I think you are right on the battle with my consultants . More the heamatolgist who keeps saying it's strange that although my bloods are now very high the wrong way CT shows no enlarged bulky desiese. My derm has been very vocal in calling for treatment for some time now saying it's very clear in her opinion what the causes are ie CLL involvement in all of the 8 biopsies I have had in the last 18 months.Thanks
Praying for a quick and the best treatment ever for you
Hi cartwheels,
This discussion and my reply today may be useful for your consideration:
healthunlocked.com/cllsuppo...
Len
Hi, I had skin issues on my face that made me look pretty horrid. Thick bumpy eyebrows and ears, huge nose and red rash on my face. Venetoclax and Rituxan cleared it and I have been in remission for 5 years.
what sort of 6 booster injections?
good luck! You’ve had a rotten time. Some very interesting responses x
I wish I had the knowledge to assist with your dilemma. After I got two Covid boosters I got enlarged lymph nodes leading me to diagnosis of Sll/Cll. After none biopsy and pet scan it was changed to CLL. I was prescribed Brukinsa mainly because I’m anemic.

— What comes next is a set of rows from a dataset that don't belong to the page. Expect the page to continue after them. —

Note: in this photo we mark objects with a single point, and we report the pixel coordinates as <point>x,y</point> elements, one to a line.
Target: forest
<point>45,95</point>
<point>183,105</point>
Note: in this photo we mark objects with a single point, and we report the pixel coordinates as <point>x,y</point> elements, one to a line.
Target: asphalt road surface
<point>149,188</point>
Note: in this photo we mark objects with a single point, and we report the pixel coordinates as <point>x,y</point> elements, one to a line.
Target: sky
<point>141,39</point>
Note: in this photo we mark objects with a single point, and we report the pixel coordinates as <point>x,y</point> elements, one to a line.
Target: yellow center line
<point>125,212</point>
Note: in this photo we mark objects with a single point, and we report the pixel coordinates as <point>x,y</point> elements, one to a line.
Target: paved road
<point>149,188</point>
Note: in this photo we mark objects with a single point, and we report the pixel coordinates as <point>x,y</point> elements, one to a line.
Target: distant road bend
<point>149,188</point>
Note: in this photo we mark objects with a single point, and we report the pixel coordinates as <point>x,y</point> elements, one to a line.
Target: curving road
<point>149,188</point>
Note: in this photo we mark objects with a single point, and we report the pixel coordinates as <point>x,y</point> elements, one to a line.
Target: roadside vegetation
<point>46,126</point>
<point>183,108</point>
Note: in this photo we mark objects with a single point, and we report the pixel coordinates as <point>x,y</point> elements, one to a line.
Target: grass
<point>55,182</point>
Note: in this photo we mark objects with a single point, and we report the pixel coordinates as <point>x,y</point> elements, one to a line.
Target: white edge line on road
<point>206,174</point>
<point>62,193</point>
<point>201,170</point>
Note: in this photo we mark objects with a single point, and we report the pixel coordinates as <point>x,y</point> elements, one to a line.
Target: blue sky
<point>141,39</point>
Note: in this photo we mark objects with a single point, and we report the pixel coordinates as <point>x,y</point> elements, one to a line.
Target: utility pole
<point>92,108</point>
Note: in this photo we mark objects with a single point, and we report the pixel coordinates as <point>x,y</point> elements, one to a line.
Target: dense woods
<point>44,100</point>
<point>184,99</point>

Last scan stent show lymph nodes. Since on the med I have dark spots and red blustery looking spots on my body. Dermatology said it’s benign. The spots are horrible and concerning. I have a few on my face and dermatology says it’s aging. I was hoping she’d give me an ointment to put on the spots but she didn’t. I found a urea cream and have been applying that. It seems to reduce appearance of the spots. You’re losing weight which is Leon’s my alarming and because of that I tend to think that maybe you need treatment. There’s a lot of target therapy meds available for CLL and they seem to have good results. Perhaps you will approach that subject with your oncologist. Hope someone with more knowledge will give you some input. Best to you.
Thanks actually just had my dermatologist phone me up to tell me she will present my pictures and results of all my biopsies which clearly show CLL involvement to the MDT meeting in November. I informed her that actually my heamatolgist asked me yesterday would I like to start new treatment and he has moved my appointment next week from out patients to the cancer ward at the hospital. She had asked me to send her details of what happens.

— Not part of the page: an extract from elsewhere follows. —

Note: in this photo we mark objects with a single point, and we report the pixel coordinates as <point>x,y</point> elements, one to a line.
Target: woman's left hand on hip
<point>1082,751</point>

I'm sorry you have to deal with all the skin issues along with the CLL & doctor challenges. I sympathize.
I'm not qualified to comment on treatment options or what route is best for you. I have recently come to realize that when your case is 'complicated' and reactions or symptoms are 'outside the norm' especially when it involves doctors from different specialties, getting a consensus and having treatment options laid out is more than challenging. They hold off, & delay while using more standard medications and testing, testing & more testing.
It appears in cases like this, doctors have an aversion to saying honestly: We don't know & can't accurately predict outcomes but here's option A or B ... makes me want to bang their heads together!
My view is that QoL matters. I hope the responses others' have provided mean you can decide which option seems best for you & tell the doctors.
Good luck 🤞
I had terrible skin issues with my CLL until I was treated with acalabrutinib. All clear now.